Under the streamlined plane's speeding body the gnarled, bomb-torn terrain of Nevada hurtled by. A rather sad frown creased Lance's prematurely old brow as he glimpsed it. Thousands of lives had been thrown into that ground; the hot, tumbled waste was doused with freely-sacrificed blood, the blood of whole regiments of America's heroic First Home Army. Martyred men! Lance couldn't help swearing to himself at the bitter thought of that terrible reckoning day. It was the price his country had paid for her continued ignoring of the festering peril overseas. Slaughtered like sheep, those glorious regiments had been! Helpless, almost, before the ultra-modern war weapons of the United Slav hordes, they'd stopped the numbingly quick advance merely by the weight of their bodies. Like little Belgium, in 1914. They'd held the Slavs to California, ravished, war-desolated California.

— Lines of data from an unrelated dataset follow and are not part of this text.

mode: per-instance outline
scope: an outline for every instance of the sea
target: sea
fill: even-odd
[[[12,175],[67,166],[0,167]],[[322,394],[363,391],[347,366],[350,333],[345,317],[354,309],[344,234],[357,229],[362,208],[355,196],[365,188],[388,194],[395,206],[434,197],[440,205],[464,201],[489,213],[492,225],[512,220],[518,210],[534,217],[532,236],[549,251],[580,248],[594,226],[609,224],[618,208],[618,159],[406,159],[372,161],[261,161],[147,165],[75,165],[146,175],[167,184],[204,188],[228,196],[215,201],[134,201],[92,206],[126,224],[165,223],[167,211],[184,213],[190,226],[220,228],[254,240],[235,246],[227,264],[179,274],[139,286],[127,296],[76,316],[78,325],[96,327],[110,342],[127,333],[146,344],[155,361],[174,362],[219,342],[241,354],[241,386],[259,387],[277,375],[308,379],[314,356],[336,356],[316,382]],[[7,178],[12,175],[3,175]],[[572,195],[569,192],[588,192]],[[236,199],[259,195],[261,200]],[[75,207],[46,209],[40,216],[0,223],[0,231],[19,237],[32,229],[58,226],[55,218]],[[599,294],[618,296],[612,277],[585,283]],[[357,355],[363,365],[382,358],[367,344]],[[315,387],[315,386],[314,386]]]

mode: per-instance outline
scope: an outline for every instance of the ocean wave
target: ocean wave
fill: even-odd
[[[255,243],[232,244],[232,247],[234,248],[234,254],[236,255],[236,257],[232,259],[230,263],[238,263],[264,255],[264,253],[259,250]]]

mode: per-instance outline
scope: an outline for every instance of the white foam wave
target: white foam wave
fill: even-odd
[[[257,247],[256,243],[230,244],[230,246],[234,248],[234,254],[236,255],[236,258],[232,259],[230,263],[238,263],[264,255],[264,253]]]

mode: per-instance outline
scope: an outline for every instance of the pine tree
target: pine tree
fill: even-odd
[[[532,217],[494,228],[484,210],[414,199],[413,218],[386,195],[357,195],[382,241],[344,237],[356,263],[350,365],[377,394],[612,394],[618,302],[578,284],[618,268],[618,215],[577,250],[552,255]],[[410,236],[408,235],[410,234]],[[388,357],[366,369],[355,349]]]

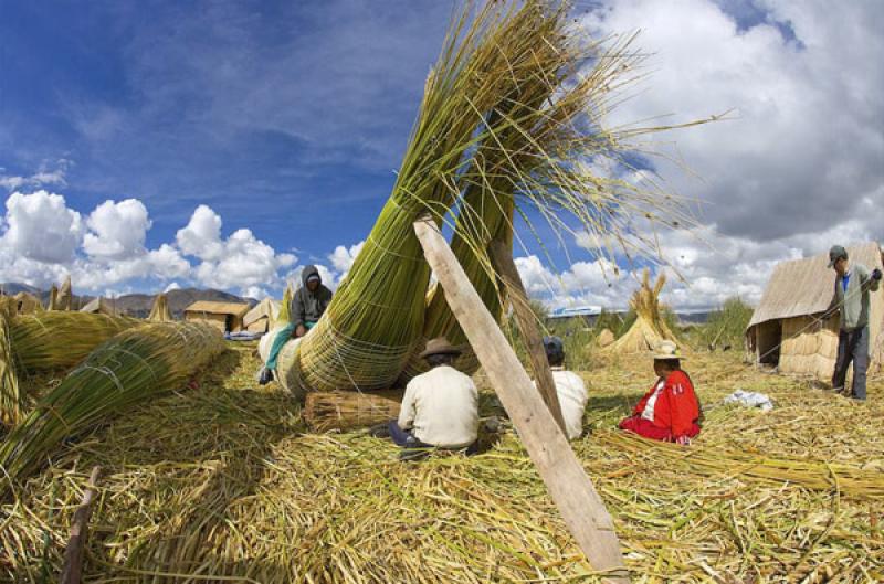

he thin front-line trenches far behind, Lance began a slanting dive that raised his speed well over six hundred. Through the front magnifying mirror he spied the squat khaki buildings of his base. Werewolves of War, the batch of planes he belonged to had been christened, and it was a richly deserved title. In front of the front they fought, detailed to desperate, harrying missions, losing an average of ten men a day. The ordeal of gas and fire and acid bullets added five years to a man's brow overnight—if he served with the Werewolves of War.
Lance was only twenty-four, but his hair was splotched with dead gray strands; his eyes were hard and weary; his face lined with new wrinkles. Ah, well, it was war—and a losing war, he had to admit, that they fought. If a miracle didn't come, America would crumble even as old Europe had, before the overwhelming Slavish troops.
Even now, as Lance knew through various rumors, the Slavs were massed for a grand attack. And with what could America hold them back?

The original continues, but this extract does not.